The other bills that Hogan vetoed are:
Senate Bill 1 would allow the Maryland Department of Labor’s commissioner of labor and industry to investigate and send out stop work orders to state contractors and subcontractors that have violated the prevailing wage law.
Senate Bill 53, the Child Interrogation Protection Act, would protect minors from self-incrimination during encounters with law enforcement.
“Many of the provisions in the bill meant to protect youth were concepts that I could support, such as requiring the recording of interrogations, notification to parents/guardians, and developing age-appropriate language to explain Miranda rights to a youth,” Hogan wrote in a veto letter. “The hurdles created by this bill, most notably requiring consultation with an attorney prior to questioning, will effectively elminate the ability for law enforcement to interrogate a youth.”

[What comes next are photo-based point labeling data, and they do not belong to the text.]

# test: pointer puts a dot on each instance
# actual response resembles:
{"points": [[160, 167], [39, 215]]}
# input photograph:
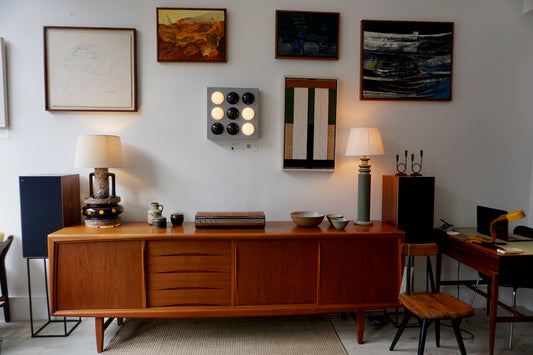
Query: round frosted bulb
{"points": [[217, 97], [248, 129], [248, 113], [217, 113]]}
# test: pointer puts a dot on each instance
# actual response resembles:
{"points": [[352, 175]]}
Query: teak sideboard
{"points": [[138, 271]]}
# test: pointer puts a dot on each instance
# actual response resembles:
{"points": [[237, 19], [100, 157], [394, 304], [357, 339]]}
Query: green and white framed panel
{"points": [[310, 123]]}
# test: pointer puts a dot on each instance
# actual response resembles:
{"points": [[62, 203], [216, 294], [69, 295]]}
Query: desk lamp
{"points": [[364, 142], [510, 217], [100, 152]]}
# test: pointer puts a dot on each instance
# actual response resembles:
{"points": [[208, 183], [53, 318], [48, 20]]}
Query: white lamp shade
{"points": [[364, 141], [98, 151]]}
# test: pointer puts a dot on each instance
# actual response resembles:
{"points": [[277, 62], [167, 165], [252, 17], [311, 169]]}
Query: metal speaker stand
{"points": [[65, 321]]}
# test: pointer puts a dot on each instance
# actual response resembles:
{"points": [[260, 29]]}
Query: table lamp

Senate Bill 259 expands the state’s prevailing wage requirements to state-funded service contracts for mechanical services like HVAC, refrigeration, electrical and elevator maintenance.
House Bill 778/Senate Bill 514 would require the Maryland Transportation Administration to create investment programs to move forward with projects to connect Maryland with surrounding states through the Maryland Area Regional Commuter rail.
House Bill 90 would allow lawyers at the Office of the Public Defender to choose to enter into collective bargaining agreements with the state over their pay, benefits and working conditions. Under the bill, public defenders would also only be able to be disciplined or fired for cause.
House Bill 609 would require the state secretary of Health to provide a written explanation if a local health officer is fired and give the fired officer the opportunity for a hearing.
Hannah Gaskill, Bennett Leckrone and Elizabeth Shwe contributed to this report.